Insektenzucht könnte Treibhausgase massiv reduzieren

Soldatenfliegen, die sich von Tierdung ernähren, könnten als Proteinquelle für Nutztiere weltweit erheblich zur Entlastung der Umwelt beitragen. Eine internationale Studie mit österreichischer Beteiligung zeigt: Die Technologie könnte Millionen Hektar Agrarfläche einsparen und den Treibhausgasausstoß drastisch senken.
Ein internationales Forschungsteam unter chinesischer Leitung hat das Potenzial der Insektenzucht als Alternative zu herkömmlichen Futtermitteln untersucht. Mit dabei war Shaohui Zhang vom Internationalen Institut für angewandte Systemanalyse (IIASA) in Laxenburg. Die im Fachjournal „PNAS“ veröffentlichte Studie kommt zu dem Schluss, dass ein weltweiter Einsatz dieser Technologie nicht nur Treibhausgase vermeiden, sondern auch den Verbrauch von Stickstoffdünger deutlich verringern könnte.
Der wachsende Bedarf an tierischen Proteinen hat global zu einer Ausweitung der Viehhaltung geführt. Die damit verbundene Futtermittelproduktion verursacht zahlreiche Umweltprobleme: Naturnahe Flächen werden in Ackerland umgewandelt, Regenwälder weichen Weideflächen, und der Einsatz von stickstoffhaltigem Kunstdünger belastet Böden und Gewässer.
Soldatenfliegen verwerten Tierdung
Die Wissenschafter um Baojing Gu von der Zhejiang University in Hangzhou setzten in ihren Berechnungen auf die Soldatenfliege (Hermetia illucens). Diese Insektenart ernährt sich von Tierdung und wird bereits kommerziell gezüchtet – auch in der EU ist die Verwendung ihrer Larven als Nutztierfutter zugelassen. Die Analyse umfasste Modelle zur globalen Nutztierhaltung, Landnutzung und Handelsströmen in 166 Ländern.
Tierausscheidungen gelten seit jeher als nährstoffreiche Ressource. Während das Konzept, Insekten mit Dung zu füttern, zunächst ungewöhnlich klingen mag, entspricht es dem Prinzip der traditionellen Düngung mit Jauche, auf der Feldfrüchte gedeihen.
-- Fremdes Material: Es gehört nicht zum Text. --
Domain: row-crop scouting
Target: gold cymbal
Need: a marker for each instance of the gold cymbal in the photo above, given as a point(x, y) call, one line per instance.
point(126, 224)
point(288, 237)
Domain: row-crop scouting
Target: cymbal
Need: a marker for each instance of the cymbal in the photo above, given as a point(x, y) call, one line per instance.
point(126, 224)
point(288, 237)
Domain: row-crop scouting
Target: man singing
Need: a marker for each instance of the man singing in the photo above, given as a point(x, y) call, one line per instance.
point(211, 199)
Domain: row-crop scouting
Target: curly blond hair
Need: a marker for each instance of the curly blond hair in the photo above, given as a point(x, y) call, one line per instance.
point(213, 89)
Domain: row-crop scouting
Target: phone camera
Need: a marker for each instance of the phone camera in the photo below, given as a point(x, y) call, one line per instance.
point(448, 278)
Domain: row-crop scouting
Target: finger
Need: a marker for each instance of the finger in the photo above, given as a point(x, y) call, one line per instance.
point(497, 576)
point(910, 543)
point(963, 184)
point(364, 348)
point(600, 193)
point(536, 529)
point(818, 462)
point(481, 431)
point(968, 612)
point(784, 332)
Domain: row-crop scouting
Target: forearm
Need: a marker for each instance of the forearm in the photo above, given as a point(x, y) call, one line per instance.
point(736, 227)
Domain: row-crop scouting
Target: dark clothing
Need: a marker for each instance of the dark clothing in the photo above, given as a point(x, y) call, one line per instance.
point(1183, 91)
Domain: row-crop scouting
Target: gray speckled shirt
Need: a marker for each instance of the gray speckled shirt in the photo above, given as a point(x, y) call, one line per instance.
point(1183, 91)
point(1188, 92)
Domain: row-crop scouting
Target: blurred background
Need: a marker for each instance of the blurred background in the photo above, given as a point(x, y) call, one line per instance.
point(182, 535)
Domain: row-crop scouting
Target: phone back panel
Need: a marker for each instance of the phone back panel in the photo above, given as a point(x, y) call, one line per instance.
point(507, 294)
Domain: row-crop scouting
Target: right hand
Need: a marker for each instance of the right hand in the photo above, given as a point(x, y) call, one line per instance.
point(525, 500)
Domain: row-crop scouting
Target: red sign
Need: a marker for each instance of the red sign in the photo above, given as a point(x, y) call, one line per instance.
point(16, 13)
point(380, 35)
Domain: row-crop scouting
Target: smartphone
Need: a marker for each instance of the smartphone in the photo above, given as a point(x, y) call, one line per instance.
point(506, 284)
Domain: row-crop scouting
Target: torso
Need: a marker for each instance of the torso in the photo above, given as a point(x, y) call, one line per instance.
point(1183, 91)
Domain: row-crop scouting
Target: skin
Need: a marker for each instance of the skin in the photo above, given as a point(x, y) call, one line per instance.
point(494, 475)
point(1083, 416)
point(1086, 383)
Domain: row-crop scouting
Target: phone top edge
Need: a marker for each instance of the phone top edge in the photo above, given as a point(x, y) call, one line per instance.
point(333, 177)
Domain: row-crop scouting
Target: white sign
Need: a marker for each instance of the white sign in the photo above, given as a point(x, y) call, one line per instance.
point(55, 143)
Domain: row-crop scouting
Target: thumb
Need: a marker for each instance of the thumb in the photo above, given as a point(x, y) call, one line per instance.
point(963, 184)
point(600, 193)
Millionen Hektar Agrarfläche könnten frei werden
Laut der Studie könnte ein flächendeckender Einsatz der Insektenzucht jährlich rund 4,2 Millionen Tonnen tierisches Protein erzeugen. Dadurch würden bis zu 45 Millionen Hektar landwirtschaftlicher Fläche eingespart, die derzeit für die Futtermittelproduktion genutzt werden. Insgesamt könnte die Technologie etwa acht Prozent der jährlichen Futterproduktion für die Viehzucht ersetzen.
Die Umwelteffekte wären erheblich: Die Stickstoffemissionen würden um geschätzte sechs Millionen Tonnen pro Jahr sinken, die Nitratbelastung um elf Prozent. Besonders bedeutsam ist die mögliche Reduktion des Treibhausgasausstoßes um rund 1.300 Millionen Tonnen CO2-Äquivalente jährlich. Würde der von den Insekten teilweise verwertete Dung anschließend als Dünger auf Feldern ausgebracht, ließen sich zusätzlich 25 Millionen Tonnen synthetischer Dünger einsparen.
Wirtschaftlicher Nutzen übersteigt Investitionen deutlich
Die Forschenden haben auch die ökonomische Seite beleuchtet: Der Aufbau einer globalen Insektenproduktion würde Investitionen von etwa 25 Milliarden Dollar (rund 21,5 Milliarden Euro) erfordern. Dem stünde ein ökonomischer und ökologischer Nutzen von rund 226 Milliarden Dollar (etwa 195 Milliarden Euro) gegenüber.
Besonders in wärmeren Ländern sei die Insektenzucht vielversprechend, da sie dort mit geringem zusätzlichem Energieaufwand betrieben werden könne. Um das Potenzial tatsächlich zu nutzen, seien allerdings koordinierte Anstrengungen erforderlich. Gelinge dies, stünde eine kostengünstige Alternative zur Verfügung, die dem Prinzip der Kreislaufwirtschaft entspreche und auf die Umweltprobleme der Gegenwart zugeschnitten sei, so die Forschenden.